おおもとの聖書は旧約聖書がヘブライ語、新約聖書がギリシア語で書かれているので、それ以外の言葉による聖書はすべて翻訳ということになります。翻訳をするためにはヘブライ語とギリシア語の底本が必要ですが、実はこれがひとつではないのです。
聖書は大変古い本で、聖書が書かれたのは印刷技術が発明されるよりもはるかに昔のことです。活版印刷がいつ発明されたかには諸説あるようですが、東洋では中国や朝鮮で13世紀頃、西洋で活版印刷が普及したのは15世紀です。聖書の成立は旧約聖書の一番古い部分が紀元前の14~15世紀頃、新約聖書の一番最後が1世紀の終わり頃ですからこれよりもはるか昔のことになります。
印刷技術がなかった頃は書物は人が手で書き写していました。書き写される前の一番最初の本当のオリジナルの聖書というのは現存しません。その当時本が記述されていた紙はどれほど上手に保存しても数千年も朽ちずに置いておくことができないのです。ですから世の中に存在する「古い聖書」のコレクションはいずれも人によって書き写されたものということになります。
中東や北アフリカ、ヨーロッパで見つかるこれらの「古い聖書」は、見つかる場所が物理的に離れているのに内容は驚くほど同じです。でもほんの少しだけ違う箇所があるのです。その違いによって「古い聖書」はいくつかのグループにまとめることができます。底本の違いとはこのグループの違いです。詳しくは次の「聖書の成り立ち(歴史)」の項をお読み下さい。
翻訳手法
底本が決まったらそれを他の言語に翻訳するわけですが、翻訳の結果は「味付け」によって様々に変わります。たとえば、
I love you.
私はあなたを愛しています。
と翻訳することもできるし、
I love you.
好きだ!
と翻訳することもできます。どちらが好きでしょうか。
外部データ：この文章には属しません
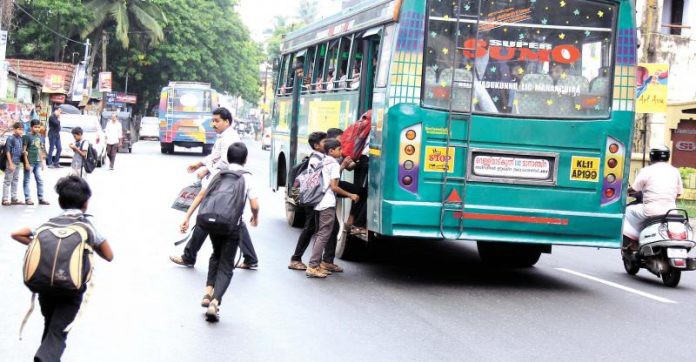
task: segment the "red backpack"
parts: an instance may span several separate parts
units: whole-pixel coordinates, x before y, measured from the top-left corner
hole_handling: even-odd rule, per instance
[[[343,157],[357,160],[367,144],[372,130],[372,111],[367,111],[358,121],[350,125],[341,135],[341,153]]]

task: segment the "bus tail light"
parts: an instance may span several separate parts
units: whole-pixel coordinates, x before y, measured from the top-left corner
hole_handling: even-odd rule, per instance
[[[604,152],[604,178],[602,181],[602,206],[621,199],[623,191],[624,162],[626,147],[613,137],[607,137]]]
[[[401,131],[399,143],[399,185],[412,193],[418,193],[421,140],[423,125],[417,124]]]

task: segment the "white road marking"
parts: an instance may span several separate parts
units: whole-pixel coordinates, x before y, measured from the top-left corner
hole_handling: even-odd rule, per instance
[[[652,299],[652,300],[657,301],[657,302],[668,303],[668,304],[677,304],[677,302],[675,302],[675,301],[673,301],[673,300],[671,300],[671,299],[658,297],[657,295],[654,295],[654,294],[650,294],[650,293],[646,293],[646,292],[643,292],[643,291],[640,291],[640,290],[637,290],[637,289],[625,287],[625,286],[623,286],[623,285],[621,285],[621,284],[617,284],[617,283],[614,283],[614,282],[610,282],[610,281],[608,281],[608,280],[604,280],[604,279],[600,279],[600,278],[597,278],[597,277],[593,277],[593,276],[591,276],[591,275],[587,275],[587,274],[583,274],[583,273],[580,273],[580,272],[576,272],[576,271],[574,271],[574,270],[565,269],[565,268],[556,268],[556,270],[562,271],[562,272],[564,272],[564,273],[572,274],[572,275],[575,275],[575,276],[580,277],[580,278],[585,278],[585,279],[591,280],[591,281],[593,281],[593,282],[597,282],[597,283],[600,283],[600,284],[604,284],[604,285],[609,286],[609,287],[613,287],[613,288],[616,288],[616,289],[620,289],[620,290],[623,290],[623,291],[628,292],[628,293],[640,295],[641,297],[645,297],[645,298],[648,298],[648,299]]]

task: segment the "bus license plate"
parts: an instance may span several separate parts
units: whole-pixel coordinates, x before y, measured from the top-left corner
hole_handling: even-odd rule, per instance
[[[669,248],[667,249],[667,257],[670,259],[686,259],[686,249]]]

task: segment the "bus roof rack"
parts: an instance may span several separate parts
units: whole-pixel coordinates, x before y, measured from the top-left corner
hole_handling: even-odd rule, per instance
[[[173,88],[183,88],[183,87],[196,87],[196,88],[210,88],[210,83],[203,82],[169,82],[169,86]]]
上の例は何だか堅くて学術的ですが、その一方で正確だし日本語を読めばなんとなくオリジナルの英文を想像できる利点があります。下の例は映画かドラマの脚本みたいで感情移入できて読みやすい印象がありますが、本当にこの人は「好きだ!」の雰囲気で言ったのかな、そこまで極端に翻訳してしまって良いのかな、 と思ったりもします。
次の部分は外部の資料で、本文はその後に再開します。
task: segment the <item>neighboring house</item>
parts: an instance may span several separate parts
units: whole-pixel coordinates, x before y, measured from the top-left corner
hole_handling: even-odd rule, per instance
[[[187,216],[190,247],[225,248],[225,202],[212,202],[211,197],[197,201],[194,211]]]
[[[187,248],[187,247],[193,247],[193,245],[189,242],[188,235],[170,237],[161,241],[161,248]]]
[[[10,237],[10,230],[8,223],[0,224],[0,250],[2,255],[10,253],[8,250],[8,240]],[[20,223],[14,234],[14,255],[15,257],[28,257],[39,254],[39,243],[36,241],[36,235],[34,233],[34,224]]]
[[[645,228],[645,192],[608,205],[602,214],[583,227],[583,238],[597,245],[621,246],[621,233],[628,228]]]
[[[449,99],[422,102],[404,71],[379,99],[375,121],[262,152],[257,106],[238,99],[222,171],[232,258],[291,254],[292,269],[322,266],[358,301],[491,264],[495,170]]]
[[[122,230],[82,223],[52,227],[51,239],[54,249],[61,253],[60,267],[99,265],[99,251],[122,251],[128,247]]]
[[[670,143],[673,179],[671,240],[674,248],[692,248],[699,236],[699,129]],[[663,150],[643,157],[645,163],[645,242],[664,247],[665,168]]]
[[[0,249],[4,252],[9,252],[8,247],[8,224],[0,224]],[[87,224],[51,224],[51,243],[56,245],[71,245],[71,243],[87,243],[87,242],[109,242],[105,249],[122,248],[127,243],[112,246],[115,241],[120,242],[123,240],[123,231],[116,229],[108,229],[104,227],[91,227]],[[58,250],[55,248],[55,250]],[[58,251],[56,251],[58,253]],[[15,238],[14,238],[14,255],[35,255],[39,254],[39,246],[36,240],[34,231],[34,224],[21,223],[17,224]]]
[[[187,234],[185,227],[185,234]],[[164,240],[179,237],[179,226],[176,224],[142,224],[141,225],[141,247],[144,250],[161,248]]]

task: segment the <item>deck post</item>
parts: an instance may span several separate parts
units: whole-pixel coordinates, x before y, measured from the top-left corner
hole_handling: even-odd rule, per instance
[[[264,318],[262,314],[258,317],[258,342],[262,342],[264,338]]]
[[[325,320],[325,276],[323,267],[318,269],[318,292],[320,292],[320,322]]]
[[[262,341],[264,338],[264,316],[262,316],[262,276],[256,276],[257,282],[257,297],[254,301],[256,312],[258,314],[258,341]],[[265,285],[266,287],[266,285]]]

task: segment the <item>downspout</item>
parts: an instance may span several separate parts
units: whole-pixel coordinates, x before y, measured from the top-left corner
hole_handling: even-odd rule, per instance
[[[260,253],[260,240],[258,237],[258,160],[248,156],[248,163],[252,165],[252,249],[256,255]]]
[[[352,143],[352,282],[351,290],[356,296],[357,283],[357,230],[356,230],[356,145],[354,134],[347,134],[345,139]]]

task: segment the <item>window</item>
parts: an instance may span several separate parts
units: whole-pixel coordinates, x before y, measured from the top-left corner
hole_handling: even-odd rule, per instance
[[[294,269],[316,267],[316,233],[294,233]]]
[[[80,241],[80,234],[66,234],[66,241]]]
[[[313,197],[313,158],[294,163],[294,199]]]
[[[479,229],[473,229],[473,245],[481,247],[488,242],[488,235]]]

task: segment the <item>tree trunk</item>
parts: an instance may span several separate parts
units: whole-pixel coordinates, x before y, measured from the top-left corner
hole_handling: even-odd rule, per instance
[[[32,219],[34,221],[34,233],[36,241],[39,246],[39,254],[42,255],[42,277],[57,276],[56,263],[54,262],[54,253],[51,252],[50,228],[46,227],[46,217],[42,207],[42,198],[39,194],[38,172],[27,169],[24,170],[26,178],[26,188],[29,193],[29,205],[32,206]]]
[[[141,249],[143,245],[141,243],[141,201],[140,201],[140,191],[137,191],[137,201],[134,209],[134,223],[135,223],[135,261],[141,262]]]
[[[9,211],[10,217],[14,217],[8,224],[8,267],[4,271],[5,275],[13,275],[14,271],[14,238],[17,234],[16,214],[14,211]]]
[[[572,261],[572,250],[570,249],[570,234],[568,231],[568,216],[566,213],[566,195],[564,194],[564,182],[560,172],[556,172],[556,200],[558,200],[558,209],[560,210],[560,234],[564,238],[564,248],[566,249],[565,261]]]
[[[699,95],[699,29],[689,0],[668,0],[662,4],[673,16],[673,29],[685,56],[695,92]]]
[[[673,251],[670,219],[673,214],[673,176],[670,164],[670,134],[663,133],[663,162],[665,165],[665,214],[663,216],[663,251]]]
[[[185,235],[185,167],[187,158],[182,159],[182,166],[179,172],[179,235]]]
聖書の翻訳でも翻訳手法は単語の一つ一つをそれぞれ外国語にできるだけ忠実に置き換える方法と、可能な限り読み手に文意が伝わるように「味付け」を施す方法とに別れます。前者はオリジナルの聖書のイメージを知る上で有効ですし、後者は現代人にもとても読みやすい聖書になります。
次の記事構成の中の「聖書の成り立ち(歴史)」とそれに続く「英語の聖書の版」「日本語の聖書の版」の項をお読み下さい。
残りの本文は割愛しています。